〜命をいただく〜エコキッチン

 

2024年春号あるものすべてに活かし、
使い切る。

ナビゲーター | 桑木野恵子

里山十帖シェフ | フードディレクター

1980年埼玉県生まれ。武蔵大学人文科学比較文学科卒業後、都内のエステサロン勤務。その後海外へ。オーストラリア、ドイツ、インド等を巡り、ヨガと各国のベジタリアン料理を学ぶ。帰国後、都内のヴィーガンレストラン勤務後、自遊人へ入社。温泉(共同浴場)と山歩きを日課に、地域のおじいちゃんおばあちゃんと交流し、地に根付く食文化・風土、雪国の暮らしを肌で感じながら、ローカルガストロノミーを料理で表現。2018年、「里山十帖」料理長に就任、2020年「ミシュランガイド新潟2020 特別版」で一ツ星を獲得。2022年には「ゴ・エ・ミヨ2022」で15.5点とテロワール賞を獲得。

「エコピープル」でのインタビュー記事 ≫

最終回森の恵「命の水」

雪国の人たちにとって、長く厳しい冬の季節がすぎ、眩い春の芽吹きと温かな光を体験できる春の訪れほど、待ちに待った季節はありません。私自身、今でも雪には慣れないままですが、雪国に暮らすということが、私の料理に大きく影響したことは間違いないでしょう。

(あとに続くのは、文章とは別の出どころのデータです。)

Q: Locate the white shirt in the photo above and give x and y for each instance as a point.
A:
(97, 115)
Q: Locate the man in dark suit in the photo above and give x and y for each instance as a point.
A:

2月の中旬頃から3月上旬の短い間、木々が冬の眠りから覚めて水分を吸い上げた、イタヤカエデの樹液の採取が始まります。大変貴重な森の恵みも、また私の料理には久かせない1つです。



















山はまだ真っ白、厳寒の冬に見えても、木々は芽吹きの準備を始めているのです。
私はこれを「命の水」と呼んでいます。採れたてのカエデの掛液は、ほんのりと甘く森の香りと大地の味がします。山の中でこの掛液をいただくたびに、私は自分が地球に生かされているのだと実感させられます。













今年は、新潟に移り住んだ中で一番雪の少ない冬でした。いつもは1月下旬の「大寒」に仕込む味噌、三五八や雪納豆といった「寒仕込み」も、気温が下がるのを待ち、2月中旬に行いました。

季節を楽しむことは、暮らしを豊かにしていくことなのだとこの10年で学んでいます。